A pontoon on Dubh Loch part of the beaver trail in Knapdale Forest, mid-Argyll. 

Sarah Robinson, Head of Conservation Programmes and Science for RZSS, said without urgent action the population is at risk of further decline.

She said: “Now that it has been decided that they can stay, we have a duty to reinforce the population and ensure that they have a chance to make their homes in the wider area.

“By introducing beavers from a range of sources, we aim to increase their genetic diversity and give them the best possible chance of thriving in the long-term.”

An adult Eurasian beaver in Knapdale Forest, mid-Argyll. 

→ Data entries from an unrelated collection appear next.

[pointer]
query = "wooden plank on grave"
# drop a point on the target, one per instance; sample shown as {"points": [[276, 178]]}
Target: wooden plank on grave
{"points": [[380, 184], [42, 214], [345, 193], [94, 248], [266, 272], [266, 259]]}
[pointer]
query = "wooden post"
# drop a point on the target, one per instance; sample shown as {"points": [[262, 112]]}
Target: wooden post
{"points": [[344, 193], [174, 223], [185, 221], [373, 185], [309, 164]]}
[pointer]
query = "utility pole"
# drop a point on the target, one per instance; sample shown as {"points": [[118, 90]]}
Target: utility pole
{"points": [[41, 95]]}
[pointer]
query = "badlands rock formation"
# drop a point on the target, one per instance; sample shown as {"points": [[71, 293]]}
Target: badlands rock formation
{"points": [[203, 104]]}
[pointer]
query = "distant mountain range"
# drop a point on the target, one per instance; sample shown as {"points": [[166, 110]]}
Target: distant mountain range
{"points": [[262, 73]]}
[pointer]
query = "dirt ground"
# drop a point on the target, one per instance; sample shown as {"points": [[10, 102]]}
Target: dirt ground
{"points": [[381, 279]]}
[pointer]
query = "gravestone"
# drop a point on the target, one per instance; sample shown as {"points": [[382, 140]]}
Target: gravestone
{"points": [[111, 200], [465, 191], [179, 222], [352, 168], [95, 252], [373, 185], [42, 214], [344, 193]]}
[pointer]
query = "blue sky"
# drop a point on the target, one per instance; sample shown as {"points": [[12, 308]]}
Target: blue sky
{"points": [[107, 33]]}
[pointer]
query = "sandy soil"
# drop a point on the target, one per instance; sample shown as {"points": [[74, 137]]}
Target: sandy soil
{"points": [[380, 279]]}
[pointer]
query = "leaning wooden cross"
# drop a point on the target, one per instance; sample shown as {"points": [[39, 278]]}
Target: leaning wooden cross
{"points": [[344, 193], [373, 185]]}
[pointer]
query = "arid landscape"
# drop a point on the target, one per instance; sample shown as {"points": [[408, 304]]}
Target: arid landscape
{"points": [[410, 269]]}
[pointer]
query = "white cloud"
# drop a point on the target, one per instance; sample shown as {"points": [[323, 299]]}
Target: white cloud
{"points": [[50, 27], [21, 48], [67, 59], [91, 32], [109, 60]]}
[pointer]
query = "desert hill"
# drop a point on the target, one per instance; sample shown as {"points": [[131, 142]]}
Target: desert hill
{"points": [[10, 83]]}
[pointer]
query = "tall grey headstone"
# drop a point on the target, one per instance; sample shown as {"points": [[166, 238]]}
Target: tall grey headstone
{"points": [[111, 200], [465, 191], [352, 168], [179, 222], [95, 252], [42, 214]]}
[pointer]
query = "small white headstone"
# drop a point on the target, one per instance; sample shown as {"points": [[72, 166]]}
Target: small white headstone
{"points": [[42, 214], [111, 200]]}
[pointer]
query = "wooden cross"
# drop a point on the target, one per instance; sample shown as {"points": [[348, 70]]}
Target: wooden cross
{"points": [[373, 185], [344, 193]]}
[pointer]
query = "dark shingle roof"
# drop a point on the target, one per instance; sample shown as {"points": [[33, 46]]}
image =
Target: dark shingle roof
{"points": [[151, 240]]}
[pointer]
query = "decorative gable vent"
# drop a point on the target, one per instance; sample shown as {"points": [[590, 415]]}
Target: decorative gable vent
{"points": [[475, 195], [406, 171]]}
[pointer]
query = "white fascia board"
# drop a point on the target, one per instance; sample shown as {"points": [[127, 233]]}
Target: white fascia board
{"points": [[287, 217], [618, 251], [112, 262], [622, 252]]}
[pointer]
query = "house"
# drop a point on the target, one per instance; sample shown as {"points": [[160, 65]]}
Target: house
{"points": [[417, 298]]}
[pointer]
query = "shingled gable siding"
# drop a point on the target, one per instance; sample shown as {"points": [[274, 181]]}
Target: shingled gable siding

In November 2016 the Scottish Government announced that beavers were allowed to remain and naturally expand from Knapdale and Tayside.

This marked the first successful reintroduction of any wild mammal to the UK.

Susan Davies, Director of Conservation at the Scottish Wildlife Trust, said this is an “exciting step forward for the future of beavers in Scotland.”

An adult Eurasian beaver in Knapdale Forest, mid-Argyll. 

“We’re thankful to Forest Enterprise Scotland for hosting the Scottish Beaver Trial, and for their continued assistance with monitoring the population in mid-Argyll”, she said.